Just like humans, dogs can develop arthritis. Arthritis in dogs is typically secondary to an underlying disease (torn cruciate ligament, bone fracture that extends into a joint, etc). Many times this underlying process can be treated, but long term joint health must still be managed. When the cranial cruciate ligament (ACL) tears, arthritis commonly develops in the knee. While you are exploring dog ACL surgery options and trying to learn what is TPLO, here are some tips for keeping your dog’s joints as healthy as possible.
Provide A Healthy Diet and Exercise
If your pet is overweight, weight loss may be the most important thing you can do to slow the progression of arthritis. One study evaluating dogs over the course of their entire life found that obese patients had an earlier onset and a faster progression of arthritis.

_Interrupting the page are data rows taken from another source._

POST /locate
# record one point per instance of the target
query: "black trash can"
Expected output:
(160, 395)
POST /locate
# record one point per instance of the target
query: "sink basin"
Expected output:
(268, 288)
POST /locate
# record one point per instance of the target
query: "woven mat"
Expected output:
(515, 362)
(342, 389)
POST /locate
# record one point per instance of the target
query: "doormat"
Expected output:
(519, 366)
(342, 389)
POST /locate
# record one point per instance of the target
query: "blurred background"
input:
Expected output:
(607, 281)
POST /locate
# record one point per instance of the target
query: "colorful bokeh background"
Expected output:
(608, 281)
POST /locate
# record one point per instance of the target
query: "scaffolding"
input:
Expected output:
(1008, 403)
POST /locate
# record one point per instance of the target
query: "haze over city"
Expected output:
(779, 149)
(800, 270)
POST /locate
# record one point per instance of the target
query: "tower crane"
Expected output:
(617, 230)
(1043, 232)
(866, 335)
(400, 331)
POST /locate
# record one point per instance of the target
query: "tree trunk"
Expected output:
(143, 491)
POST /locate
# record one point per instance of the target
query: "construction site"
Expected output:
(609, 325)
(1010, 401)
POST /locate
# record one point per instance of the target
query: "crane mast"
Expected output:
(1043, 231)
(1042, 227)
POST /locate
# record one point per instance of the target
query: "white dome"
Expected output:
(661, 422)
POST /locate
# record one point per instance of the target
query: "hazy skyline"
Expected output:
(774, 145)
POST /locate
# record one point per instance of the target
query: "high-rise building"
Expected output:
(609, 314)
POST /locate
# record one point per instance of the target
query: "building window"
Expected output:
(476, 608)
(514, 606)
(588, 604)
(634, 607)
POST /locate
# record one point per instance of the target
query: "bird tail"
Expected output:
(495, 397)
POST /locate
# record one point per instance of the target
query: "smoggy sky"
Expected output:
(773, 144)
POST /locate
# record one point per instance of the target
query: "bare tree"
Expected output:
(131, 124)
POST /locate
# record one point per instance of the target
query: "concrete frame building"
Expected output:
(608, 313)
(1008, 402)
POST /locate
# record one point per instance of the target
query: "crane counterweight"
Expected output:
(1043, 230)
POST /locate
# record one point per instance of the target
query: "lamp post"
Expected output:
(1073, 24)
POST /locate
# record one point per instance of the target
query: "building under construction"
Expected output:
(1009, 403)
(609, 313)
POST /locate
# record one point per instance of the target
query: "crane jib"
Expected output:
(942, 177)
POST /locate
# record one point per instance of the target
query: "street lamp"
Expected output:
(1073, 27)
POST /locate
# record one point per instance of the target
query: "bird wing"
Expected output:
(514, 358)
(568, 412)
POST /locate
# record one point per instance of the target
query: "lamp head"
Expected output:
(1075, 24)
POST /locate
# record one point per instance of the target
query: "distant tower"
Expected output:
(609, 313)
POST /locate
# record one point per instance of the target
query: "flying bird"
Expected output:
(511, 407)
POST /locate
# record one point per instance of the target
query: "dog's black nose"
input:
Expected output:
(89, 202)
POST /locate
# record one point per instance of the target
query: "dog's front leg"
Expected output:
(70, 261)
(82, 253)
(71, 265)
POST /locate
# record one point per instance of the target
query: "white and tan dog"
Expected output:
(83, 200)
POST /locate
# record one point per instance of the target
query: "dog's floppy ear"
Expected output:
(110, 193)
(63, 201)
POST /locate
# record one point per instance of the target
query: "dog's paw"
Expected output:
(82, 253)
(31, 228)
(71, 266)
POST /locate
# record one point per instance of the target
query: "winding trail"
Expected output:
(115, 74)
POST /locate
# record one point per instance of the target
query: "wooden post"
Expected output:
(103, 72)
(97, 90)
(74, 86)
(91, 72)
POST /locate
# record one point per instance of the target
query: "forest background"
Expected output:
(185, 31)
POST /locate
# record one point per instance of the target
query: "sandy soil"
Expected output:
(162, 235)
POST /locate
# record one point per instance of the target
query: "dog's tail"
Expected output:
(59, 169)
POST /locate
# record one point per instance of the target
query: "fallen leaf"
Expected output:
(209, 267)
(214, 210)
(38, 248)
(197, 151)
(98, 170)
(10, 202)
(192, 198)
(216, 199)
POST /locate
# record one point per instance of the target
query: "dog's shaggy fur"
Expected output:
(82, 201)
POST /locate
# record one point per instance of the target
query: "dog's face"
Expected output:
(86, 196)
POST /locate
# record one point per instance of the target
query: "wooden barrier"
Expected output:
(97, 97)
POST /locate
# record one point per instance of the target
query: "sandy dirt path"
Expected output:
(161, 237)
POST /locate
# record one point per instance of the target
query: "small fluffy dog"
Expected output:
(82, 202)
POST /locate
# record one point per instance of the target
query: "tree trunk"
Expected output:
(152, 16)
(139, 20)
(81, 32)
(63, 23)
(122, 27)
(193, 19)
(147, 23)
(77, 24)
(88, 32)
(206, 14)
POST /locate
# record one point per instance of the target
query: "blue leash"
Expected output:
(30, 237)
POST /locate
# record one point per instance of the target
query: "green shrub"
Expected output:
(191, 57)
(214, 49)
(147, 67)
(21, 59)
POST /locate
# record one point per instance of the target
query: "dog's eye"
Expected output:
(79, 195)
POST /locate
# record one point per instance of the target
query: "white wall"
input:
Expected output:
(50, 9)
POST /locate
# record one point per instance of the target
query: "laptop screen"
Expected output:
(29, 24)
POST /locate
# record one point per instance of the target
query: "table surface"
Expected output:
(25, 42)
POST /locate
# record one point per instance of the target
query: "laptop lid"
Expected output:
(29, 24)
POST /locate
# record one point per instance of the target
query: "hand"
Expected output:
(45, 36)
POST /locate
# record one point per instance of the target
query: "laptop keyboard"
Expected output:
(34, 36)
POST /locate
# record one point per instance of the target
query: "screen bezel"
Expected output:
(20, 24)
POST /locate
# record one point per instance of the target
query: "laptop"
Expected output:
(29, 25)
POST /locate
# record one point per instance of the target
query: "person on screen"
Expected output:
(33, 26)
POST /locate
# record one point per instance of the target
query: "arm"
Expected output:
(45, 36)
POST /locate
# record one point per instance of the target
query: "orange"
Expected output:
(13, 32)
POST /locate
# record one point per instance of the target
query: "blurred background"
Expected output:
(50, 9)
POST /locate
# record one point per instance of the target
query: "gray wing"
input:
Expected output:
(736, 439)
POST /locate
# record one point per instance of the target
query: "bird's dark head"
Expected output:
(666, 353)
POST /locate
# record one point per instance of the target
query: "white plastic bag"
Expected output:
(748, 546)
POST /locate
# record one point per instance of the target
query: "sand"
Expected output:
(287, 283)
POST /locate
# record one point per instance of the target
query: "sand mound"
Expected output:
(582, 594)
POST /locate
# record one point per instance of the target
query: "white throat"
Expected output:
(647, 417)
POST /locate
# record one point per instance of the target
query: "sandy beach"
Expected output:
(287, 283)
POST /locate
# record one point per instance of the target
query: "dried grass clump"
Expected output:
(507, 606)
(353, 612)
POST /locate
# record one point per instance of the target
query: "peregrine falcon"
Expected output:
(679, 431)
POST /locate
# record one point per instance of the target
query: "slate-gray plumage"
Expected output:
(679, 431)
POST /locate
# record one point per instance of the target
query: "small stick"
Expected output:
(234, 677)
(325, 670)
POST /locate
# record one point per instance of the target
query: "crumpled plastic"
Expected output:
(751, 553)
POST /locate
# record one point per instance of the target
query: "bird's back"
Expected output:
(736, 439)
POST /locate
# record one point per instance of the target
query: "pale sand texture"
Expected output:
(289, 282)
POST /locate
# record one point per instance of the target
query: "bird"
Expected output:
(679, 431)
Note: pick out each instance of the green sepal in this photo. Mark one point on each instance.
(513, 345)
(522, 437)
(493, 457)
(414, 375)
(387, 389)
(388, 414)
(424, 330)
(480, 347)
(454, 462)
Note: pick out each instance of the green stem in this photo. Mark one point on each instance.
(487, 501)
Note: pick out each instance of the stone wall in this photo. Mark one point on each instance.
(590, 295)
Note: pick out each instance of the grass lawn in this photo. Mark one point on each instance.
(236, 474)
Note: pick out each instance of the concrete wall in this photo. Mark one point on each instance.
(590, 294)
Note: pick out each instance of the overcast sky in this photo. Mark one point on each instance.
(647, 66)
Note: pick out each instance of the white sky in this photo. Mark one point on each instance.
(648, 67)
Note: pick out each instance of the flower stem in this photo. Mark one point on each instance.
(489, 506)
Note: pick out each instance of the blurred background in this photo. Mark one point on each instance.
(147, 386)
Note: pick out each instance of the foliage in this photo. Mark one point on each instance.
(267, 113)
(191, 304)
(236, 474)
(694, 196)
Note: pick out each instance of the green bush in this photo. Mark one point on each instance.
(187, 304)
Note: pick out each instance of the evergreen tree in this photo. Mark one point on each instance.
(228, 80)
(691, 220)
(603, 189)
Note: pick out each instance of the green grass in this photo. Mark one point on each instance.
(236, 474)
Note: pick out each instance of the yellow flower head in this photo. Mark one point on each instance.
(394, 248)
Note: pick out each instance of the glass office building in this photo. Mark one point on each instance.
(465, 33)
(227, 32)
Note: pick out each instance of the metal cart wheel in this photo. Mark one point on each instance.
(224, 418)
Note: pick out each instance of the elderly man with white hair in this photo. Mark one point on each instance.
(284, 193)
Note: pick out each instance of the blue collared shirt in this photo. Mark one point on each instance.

Keeping a patient skinny decreases forces applied to joints, decreases systemic inflammation and may delay or eliminate the need for surgery for certain conditions. Regular controlled physical activity, or rehabilitation, is also very important in the treatment of arthritis. These activities may include stretching and range of motion exercises, controlled walking, and swimming. The efficacy of physical rehabilitation in dogs with arthritis has been proven in multiple studies. Consistent, tolerable levels of activity are most beneficial. It is ideal if a pet is able to increase their stamina by gradually increasing the duration of their activity.
Ensure Regular Low-Impact Activity
If your pet suffers from arthritis, excessive running, jumping or other high-impact activity may cause further damage to your dog’s joints. Certain measures can be taken to help prevent exacerbation of these injuries. For example, if you have steps around your house, or your pet has to jump in our out of a car, bed, or other elevated surface, consider using a ramp. If some high-impact activity is to be performed and is difficult to avoid, it may be best to have a short warm-up period.
Consider Joint Supplements
Unfortunately, there is very little evidence in the veterinary literature to support the broad use of joint supplements. However, there is evidence for certain supplementation including the use of Omega-3 fatty acids and administration of polysulfated glycosaminoglycans. Many brands of Omega-3’s are produced, but none are regulated by the FDA. It’s important to evaluate the content of the Omega-3 source you purchase. Review the ingredients to ensure there are high doses of EPA and DHA (approximately 100mg/kg of EPA and DHA combined) and make sure you trust the brand that you purchase. Fish derived Omega-3 fatty acids contain eicosapentaenoic acid (EPA) and docosahexaenoic acid (DHA). Recent studies have concluded that dogs suffering from arthritis provided Omega-3 fatty acid supplementation showed improvement in clinical outcome measures including discomfort, lameness, weight bearing and severity of joint disease as well as a significantly improved ability to rise from a resting position and improved walking ability. Another study found that diets rich in omega-3’s decreased the requirement for a non-steroidal anti-inflammatory drug in dogs with chronic osteoarthritis. Polysulfated glycosaminoglycan (Adequan) is an injectable drug composed of molecules similar to components making up joint (articular) cartilage. It is administered as a series of 8 injections over 4 weeks and is then weaned down and used on an as needed basis, potentially once to twice monthly. Though there is evidence of its beneficial effects from in-vivo studies, the mechanisms by which they are presumed to be effective are gathered from in-vitro studies. In-vitro PSGAG’s inhibit catabolic enzymes that degrade cartilage and inhibit the production of chemical factors that can lead to inflammation and pain.
Don’t Wait To Treat Injuries
In some pets, Injuries may happen regardless of the accommodations made. This is often due to the genetic predisposition certain breeds may have to different orthopedic conditions. When an injury occurs, prompt treatment may often help to slow the progression of arthritis. It is important to remember that once arthritis is present, it cannot be reversed.